You would think a fishing rod would be a pretty simple design, and that would be the easiest purchase to make when starting out fishing.
In reality, there are more rods than you can poke a stick at, and each rod has a purpose. Getting the wrong rod for the type of fishing you want to do, can make your ability to land good fish very difficult.
You have everything from short and stiff rods to massive over sized rods for casting off the beach.
So where do you begin when choosing a fishing rod.
The Purpose Of A Fishing Rod:
There are two main functions of a fishing rod:
- The ability to cast your lure or bait.
- Help you fight the fish once hooked.
There is a bit of a compromise between these to functions.

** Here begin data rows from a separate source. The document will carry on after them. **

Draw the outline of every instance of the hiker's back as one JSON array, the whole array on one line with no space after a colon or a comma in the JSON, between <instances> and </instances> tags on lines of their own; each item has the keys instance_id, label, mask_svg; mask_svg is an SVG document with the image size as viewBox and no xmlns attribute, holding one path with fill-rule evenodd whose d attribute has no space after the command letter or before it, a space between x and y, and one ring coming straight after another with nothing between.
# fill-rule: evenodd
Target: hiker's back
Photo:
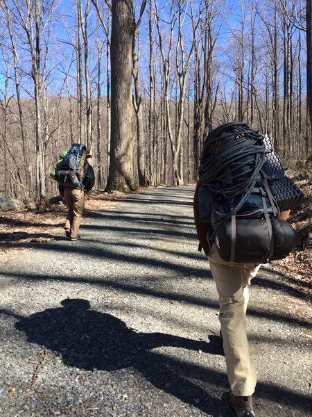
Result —
<instances>
[{"instance_id":1,"label":"hiker's back","mask_svg":"<svg viewBox=\"0 0 312 417\"><path fill-rule=\"evenodd\" d=\"M268 138L245 123L220 125L205 141L199 168L199 217L208 224L207 240L216 243L225 261L260 263L282 259L295 242L293 228L278 218L279 204L284 202L283 209L287 205L286 193L279 189L277 194L280 187L272 184L284 181L297 193L295 199L288 198L288 206L294 200L297 204L302 193L285 179L279 159L272 156L274 151L269 148ZM277 160L278 175L270 177Z\"/></svg>"}]
</instances>

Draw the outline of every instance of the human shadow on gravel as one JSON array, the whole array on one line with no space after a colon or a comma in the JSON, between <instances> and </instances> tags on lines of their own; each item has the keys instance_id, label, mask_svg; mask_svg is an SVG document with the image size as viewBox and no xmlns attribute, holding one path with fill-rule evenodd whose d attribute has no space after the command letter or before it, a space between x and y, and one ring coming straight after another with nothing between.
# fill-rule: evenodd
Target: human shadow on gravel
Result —
<instances>
[{"instance_id":1,"label":"human shadow on gravel","mask_svg":"<svg viewBox=\"0 0 312 417\"><path fill-rule=\"evenodd\" d=\"M60 354L68 366L106 371L135 368L156 387L211 416L220 415L224 404L204 390L200 380L209 380L207 385L220 392L225 389L226 375L195 364L205 353L222 354L219 338L210 336L206 343L139 333L113 316L89 309L86 300L67 299L61 304L62 307L21 318L16 327L25 332L28 341ZM167 353L164 350L169 347ZM173 354L171 348L179 351Z\"/></svg>"}]
</instances>

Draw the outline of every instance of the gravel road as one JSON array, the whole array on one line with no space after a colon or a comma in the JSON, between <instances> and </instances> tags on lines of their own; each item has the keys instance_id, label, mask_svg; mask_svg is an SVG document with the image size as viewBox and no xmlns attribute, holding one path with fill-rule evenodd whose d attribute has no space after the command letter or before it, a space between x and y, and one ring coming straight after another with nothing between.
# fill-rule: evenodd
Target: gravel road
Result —
<instances>
[{"instance_id":1,"label":"gravel road","mask_svg":"<svg viewBox=\"0 0 312 417\"><path fill-rule=\"evenodd\" d=\"M0 265L0 416L231 416L217 294L193 187L88 212ZM257 416L311 416L311 306L276 267L254 279Z\"/></svg>"}]
</instances>

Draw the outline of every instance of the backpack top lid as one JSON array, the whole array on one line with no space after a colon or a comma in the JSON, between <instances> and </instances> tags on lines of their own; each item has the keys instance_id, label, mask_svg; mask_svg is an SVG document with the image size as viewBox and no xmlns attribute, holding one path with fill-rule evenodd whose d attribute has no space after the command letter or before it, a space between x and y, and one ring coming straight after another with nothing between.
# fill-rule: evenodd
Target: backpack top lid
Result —
<instances>
[{"instance_id":1,"label":"backpack top lid","mask_svg":"<svg viewBox=\"0 0 312 417\"><path fill-rule=\"evenodd\" d=\"M263 136L245 123L219 126L206 138L199 177L203 186L225 198L254 186L264 163Z\"/></svg>"},{"instance_id":2,"label":"backpack top lid","mask_svg":"<svg viewBox=\"0 0 312 417\"><path fill-rule=\"evenodd\" d=\"M85 145L72 143L64 156L62 162L62 169L79 172L85 165L87 147Z\"/></svg>"}]
</instances>

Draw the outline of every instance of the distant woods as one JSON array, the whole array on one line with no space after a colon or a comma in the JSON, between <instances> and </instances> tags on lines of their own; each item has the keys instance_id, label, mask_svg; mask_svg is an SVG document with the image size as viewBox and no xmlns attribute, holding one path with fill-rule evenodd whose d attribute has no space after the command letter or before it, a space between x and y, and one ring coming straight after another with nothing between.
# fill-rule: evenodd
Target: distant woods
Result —
<instances>
[{"instance_id":1,"label":"distant woods","mask_svg":"<svg viewBox=\"0 0 312 417\"><path fill-rule=\"evenodd\" d=\"M57 193L49 174L71 142L92 153L98 189L189 183L205 136L234 120L306 158L311 6L2 0L0 193Z\"/></svg>"}]
</instances>

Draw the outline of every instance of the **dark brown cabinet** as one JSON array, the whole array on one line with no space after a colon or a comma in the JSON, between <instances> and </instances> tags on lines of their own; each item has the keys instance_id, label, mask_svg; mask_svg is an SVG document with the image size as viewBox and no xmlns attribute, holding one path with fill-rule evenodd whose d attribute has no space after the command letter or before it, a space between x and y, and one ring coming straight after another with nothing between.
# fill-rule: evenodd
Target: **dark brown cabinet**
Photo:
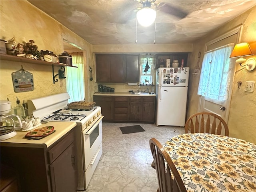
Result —
<instances>
[{"instance_id":1,"label":"dark brown cabinet","mask_svg":"<svg viewBox=\"0 0 256 192\"><path fill-rule=\"evenodd\" d=\"M127 121L128 119L128 97L115 96L114 97L115 106L114 119L116 121Z\"/></svg>"},{"instance_id":2,"label":"dark brown cabinet","mask_svg":"<svg viewBox=\"0 0 256 192\"><path fill-rule=\"evenodd\" d=\"M154 123L155 100L153 96L94 96L104 122Z\"/></svg>"},{"instance_id":3,"label":"dark brown cabinet","mask_svg":"<svg viewBox=\"0 0 256 192\"><path fill-rule=\"evenodd\" d=\"M142 120L142 96L130 98L130 120L132 121Z\"/></svg>"},{"instance_id":4,"label":"dark brown cabinet","mask_svg":"<svg viewBox=\"0 0 256 192\"><path fill-rule=\"evenodd\" d=\"M188 54L158 54L156 56L155 68L156 69L159 68L161 65L163 65L164 67L166 67L166 60L167 59L170 59L171 60L170 67L172 67L172 64L174 60L178 60L179 62L178 67L181 67L182 59L184 60L184 67L186 67L188 61Z\"/></svg>"},{"instance_id":5,"label":"dark brown cabinet","mask_svg":"<svg viewBox=\"0 0 256 192\"><path fill-rule=\"evenodd\" d=\"M76 191L74 134L70 131L48 148L1 146L1 162L17 170L21 191Z\"/></svg>"},{"instance_id":6,"label":"dark brown cabinet","mask_svg":"<svg viewBox=\"0 0 256 192\"><path fill-rule=\"evenodd\" d=\"M96 55L97 82L125 82L125 62L122 54Z\"/></svg>"},{"instance_id":7,"label":"dark brown cabinet","mask_svg":"<svg viewBox=\"0 0 256 192\"><path fill-rule=\"evenodd\" d=\"M155 100L153 97L144 97L142 102L142 119L143 121L150 122L155 118Z\"/></svg>"},{"instance_id":8,"label":"dark brown cabinet","mask_svg":"<svg viewBox=\"0 0 256 192\"><path fill-rule=\"evenodd\" d=\"M139 55L126 55L126 82L140 81Z\"/></svg>"},{"instance_id":9,"label":"dark brown cabinet","mask_svg":"<svg viewBox=\"0 0 256 192\"><path fill-rule=\"evenodd\" d=\"M96 54L97 82L139 81L139 54Z\"/></svg>"}]
</instances>

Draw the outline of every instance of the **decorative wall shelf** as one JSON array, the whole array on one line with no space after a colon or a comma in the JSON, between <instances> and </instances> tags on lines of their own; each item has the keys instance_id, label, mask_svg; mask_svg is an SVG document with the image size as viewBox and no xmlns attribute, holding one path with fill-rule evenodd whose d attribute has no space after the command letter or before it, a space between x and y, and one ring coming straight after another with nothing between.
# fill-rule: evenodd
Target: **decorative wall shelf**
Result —
<instances>
[{"instance_id":1,"label":"decorative wall shelf","mask_svg":"<svg viewBox=\"0 0 256 192\"><path fill-rule=\"evenodd\" d=\"M0 54L0 59L1 60L5 60L7 61L14 61L16 62L22 62L22 63L31 63L32 64L36 64L38 65L48 65L52 66L52 77L53 79L53 83L58 82L58 80L56 79L56 77L58 76L59 78L64 79L65 77L64 67L71 67L77 68L76 66L70 66L67 65L64 63L52 63L52 62L47 62L47 61L42 61L41 60L36 60L35 59L29 59L22 57L18 57L14 55L8 55L7 54ZM60 68L58 71L58 73L54 75L54 67L60 67Z\"/></svg>"},{"instance_id":2,"label":"decorative wall shelf","mask_svg":"<svg viewBox=\"0 0 256 192\"><path fill-rule=\"evenodd\" d=\"M6 60L7 61L15 61L17 62L22 62L23 63L31 63L33 64L38 64L39 65L49 65L50 66L64 66L71 67L77 68L76 66L70 66L67 65L64 63L52 63L52 62L47 62L41 60L36 60L35 59L29 59L22 57L18 57L13 55L8 55L7 54L0 54L0 59L1 60Z\"/></svg>"}]
</instances>

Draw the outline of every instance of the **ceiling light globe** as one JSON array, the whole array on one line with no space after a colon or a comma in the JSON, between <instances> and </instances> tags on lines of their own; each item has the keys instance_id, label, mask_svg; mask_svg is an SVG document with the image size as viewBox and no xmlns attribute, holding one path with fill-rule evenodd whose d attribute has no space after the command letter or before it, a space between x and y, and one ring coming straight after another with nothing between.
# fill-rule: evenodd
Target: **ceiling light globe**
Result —
<instances>
[{"instance_id":1,"label":"ceiling light globe","mask_svg":"<svg viewBox=\"0 0 256 192\"><path fill-rule=\"evenodd\" d=\"M152 24L156 17L156 12L153 9L145 7L137 12L137 20L140 24L147 27Z\"/></svg>"}]
</instances>

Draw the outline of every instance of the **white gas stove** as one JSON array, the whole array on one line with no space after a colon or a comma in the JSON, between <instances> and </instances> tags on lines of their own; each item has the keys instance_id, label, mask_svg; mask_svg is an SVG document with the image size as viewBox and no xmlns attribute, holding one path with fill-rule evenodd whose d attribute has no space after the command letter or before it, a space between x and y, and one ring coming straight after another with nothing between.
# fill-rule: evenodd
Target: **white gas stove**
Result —
<instances>
[{"instance_id":1,"label":"white gas stove","mask_svg":"<svg viewBox=\"0 0 256 192\"><path fill-rule=\"evenodd\" d=\"M87 188L102 154L101 120L104 116L99 106L90 110L68 109L67 105L70 98L68 93L63 93L28 100L28 113L35 118L40 117L41 122L76 123L77 190L84 190Z\"/></svg>"}]
</instances>

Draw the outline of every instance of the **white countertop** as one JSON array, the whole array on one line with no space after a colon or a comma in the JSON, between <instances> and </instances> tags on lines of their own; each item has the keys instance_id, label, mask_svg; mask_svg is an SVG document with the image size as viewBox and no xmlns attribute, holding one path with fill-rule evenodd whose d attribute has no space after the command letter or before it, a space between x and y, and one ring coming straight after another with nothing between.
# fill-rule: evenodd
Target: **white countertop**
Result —
<instances>
[{"instance_id":1,"label":"white countertop","mask_svg":"<svg viewBox=\"0 0 256 192\"><path fill-rule=\"evenodd\" d=\"M1 146L6 146L46 148L60 138L76 125L76 123L75 122L49 122L47 123L42 124L36 128L40 128L46 126L54 127L55 132L44 138L38 140L28 139L24 137L25 135L33 130L27 132L16 131L17 134L15 136L1 141L0 144Z\"/></svg>"},{"instance_id":2,"label":"white countertop","mask_svg":"<svg viewBox=\"0 0 256 192\"><path fill-rule=\"evenodd\" d=\"M97 93L97 92L96 92ZM100 93L99 92L99 93ZM93 95L108 96L156 96L156 94L148 95L144 94L132 94L132 92L100 92L100 93L94 93Z\"/></svg>"}]
</instances>

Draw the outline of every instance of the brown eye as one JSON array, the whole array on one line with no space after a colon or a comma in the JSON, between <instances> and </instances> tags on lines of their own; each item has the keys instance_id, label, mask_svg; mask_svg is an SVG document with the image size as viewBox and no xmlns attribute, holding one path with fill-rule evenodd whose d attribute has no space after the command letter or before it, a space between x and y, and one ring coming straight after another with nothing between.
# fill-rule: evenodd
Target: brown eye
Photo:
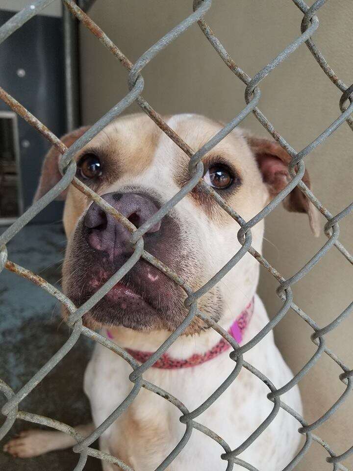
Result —
<instances>
[{"instance_id":1,"label":"brown eye","mask_svg":"<svg viewBox=\"0 0 353 471\"><path fill-rule=\"evenodd\" d=\"M94 154L83 156L77 165L79 175L86 180L100 177L101 175L101 165L99 158Z\"/></svg>"},{"instance_id":2,"label":"brown eye","mask_svg":"<svg viewBox=\"0 0 353 471\"><path fill-rule=\"evenodd\" d=\"M233 183L233 178L227 165L218 163L210 167L203 177L210 186L225 189Z\"/></svg>"}]
</instances>

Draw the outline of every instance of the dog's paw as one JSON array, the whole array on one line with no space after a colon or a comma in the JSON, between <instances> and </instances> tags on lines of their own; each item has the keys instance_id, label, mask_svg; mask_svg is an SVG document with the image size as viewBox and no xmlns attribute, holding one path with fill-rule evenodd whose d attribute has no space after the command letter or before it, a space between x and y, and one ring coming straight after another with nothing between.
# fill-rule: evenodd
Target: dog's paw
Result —
<instances>
[{"instance_id":1,"label":"dog's paw","mask_svg":"<svg viewBox=\"0 0 353 471\"><path fill-rule=\"evenodd\" d=\"M45 430L25 430L10 440L3 451L16 458L39 456L50 451L50 434Z\"/></svg>"}]
</instances>

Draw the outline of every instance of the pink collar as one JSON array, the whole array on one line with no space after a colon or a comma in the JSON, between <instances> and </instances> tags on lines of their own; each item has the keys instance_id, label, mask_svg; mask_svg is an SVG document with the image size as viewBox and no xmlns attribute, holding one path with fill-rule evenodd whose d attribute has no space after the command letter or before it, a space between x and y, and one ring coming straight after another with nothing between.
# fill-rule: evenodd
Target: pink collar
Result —
<instances>
[{"instance_id":1,"label":"pink collar","mask_svg":"<svg viewBox=\"0 0 353 471\"><path fill-rule=\"evenodd\" d=\"M253 297L229 328L229 333L238 343L241 343L243 340L243 334L249 324L253 310L254 298ZM106 334L109 339L113 340L113 337L110 331L107 330ZM163 353L160 358L152 365L152 367L162 368L164 369L176 369L178 368L189 368L190 366L195 366L212 360L220 354L226 351L230 347L230 344L222 337L218 343L208 351L204 353L195 353L184 360L177 360L172 358L167 353ZM131 350L131 348L126 348L126 350L132 357L133 357L135 360L140 363L144 363L152 355L152 353L150 352L142 352L138 350Z\"/></svg>"}]
</instances>

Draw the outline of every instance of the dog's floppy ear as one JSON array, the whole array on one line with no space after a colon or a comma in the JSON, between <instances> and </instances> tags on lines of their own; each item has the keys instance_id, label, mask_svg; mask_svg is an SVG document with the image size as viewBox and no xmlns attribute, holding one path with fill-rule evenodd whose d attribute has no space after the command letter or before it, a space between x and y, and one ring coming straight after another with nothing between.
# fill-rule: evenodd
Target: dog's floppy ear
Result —
<instances>
[{"instance_id":1,"label":"dog's floppy ear","mask_svg":"<svg viewBox=\"0 0 353 471\"><path fill-rule=\"evenodd\" d=\"M291 157L276 141L249 135L246 136L246 139L257 161L270 196L273 198L290 181L288 166L291 159ZM310 178L306 169L302 180L308 188L310 188ZM319 213L311 202L299 188L296 186L284 198L283 204L288 211L306 212L309 216L313 234L316 237L319 236Z\"/></svg>"},{"instance_id":2,"label":"dog's floppy ear","mask_svg":"<svg viewBox=\"0 0 353 471\"><path fill-rule=\"evenodd\" d=\"M60 140L67 147L70 147L89 128L90 126L79 128L71 132L66 134L60 138ZM42 166L42 173L39 179L38 187L33 199L34 203L42 198L62 178L58 165L59 160L61 157L60 153L53 146L48 151ZM64 200L67 193L67 188L63 191L56 199Z\"/></svg>"}]
</instances>

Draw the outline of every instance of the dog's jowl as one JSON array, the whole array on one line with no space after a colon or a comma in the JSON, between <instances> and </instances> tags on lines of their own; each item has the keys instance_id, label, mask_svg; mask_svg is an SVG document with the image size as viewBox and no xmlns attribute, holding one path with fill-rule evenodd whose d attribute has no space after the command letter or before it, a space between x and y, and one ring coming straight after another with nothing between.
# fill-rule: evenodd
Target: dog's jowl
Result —
<instances>
[{"instance_id":1,"label":"dog's jowl","mask_svg":"<svg viewBox=\"0 0 353 471\"><path fill-rule=\"evenodd\" d=\"M183 114L166 118L170 126L197 150L221 125L202 116ZM87 128L63 138L71 145ZM36 198L58 181L58 153L47 156ZM190 178L189 158L147 116L119 118L98 134L76 156L77 177L136 227L148 220ZM203 180L245 220L249 220L290 180L289 155L275 141L240 130L231 132L203 158ZM310 187L307 173L303 181ZM131 256L130 233L111 215L73 186L65 198L64 224L68 238L63 267L65 293L80 306ZM315 210L296 188L285 198L290 211L306 212L316 233ZM144 236L145 249L185 280L193 289L206 283L241 247L239 226L200 186L195 187ZM252 230L252 246L261 252L263 222ZM259 263L247 254L198 307L228 331L241 344L268 322L256 294ZM184 290L141 259L86 314L85 324L126 348L138 361L147 360L188 313ZM64 316L67 313L64 312ZM189 411L202 404L235 366L229 345L213 329L195 318L184 333L144 374L183 403ZM279 388L292 374L276 347L270 332L244 355ZM85 373L94 424L78 428L87 436L118 407L131 390L131 367L110 350L97 344ZM268 388L242 368L236 379L197 420L224 439L233 449L256 430L273 403ZM300 412L298 389L283 401ZM101 449L125 462L135 471L152 471L180 441L185 430L179 410L142 388L132 404L104 432ZM280 470L299 445L298 423L280 410L262 434L240 458L262 471ZM73 446L61 432L32 431L9 442L6 449L25 457ZM168 468L171 471L214 471L225 469L221 447L199 431ZM104 471L116 466L103 462ZM237 468L235 467L235 469Z\"/></svg>"}]
</instances>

A good casting rod will be long, and but you will sacrifice power when fighting a strong fish.
A game fishing rod is short and stiff, and is hopeless for casting, but acts as a very powerful lever for fighting huge fish.
Most anglers starting out will want a rod that has some casting ability, so we will focus on those types of rods.
How long you want your rod will depend on the type of fishing you want to do.
If you plan on fishing from the beach or rocks, you will want to be able to make huge casts. So a really long rod is best for you.
These types of rods can be 10-14 feet (3-4m).
However anglers who want to cast from boats, or towards specific structure or objects in the water, then you will need a rod that requires a little more casting accuracy.
These rods are shorter and can be anything from 6-8 feet (1.8-2m).
Fishing Rod Materials:
The materials used to wrap a rod will have a big affect on the action of the rod.
These rods are much like a modern golf club and require a lot of care when transporting and storing.
What material is right for you?
Well a fiber glass rod will often be very strong. But the action of the rod will be quite slow.
A graphite rod is stiff, yet light. However these rods can break and shatter very easily.
If possible the best all round rod will be a combination of materials such as fiberglass or graphite.
Your safest bet is to go for a fiberglass rod, which will be much more durable and forgiving as you get used to your gear, and learning to fish.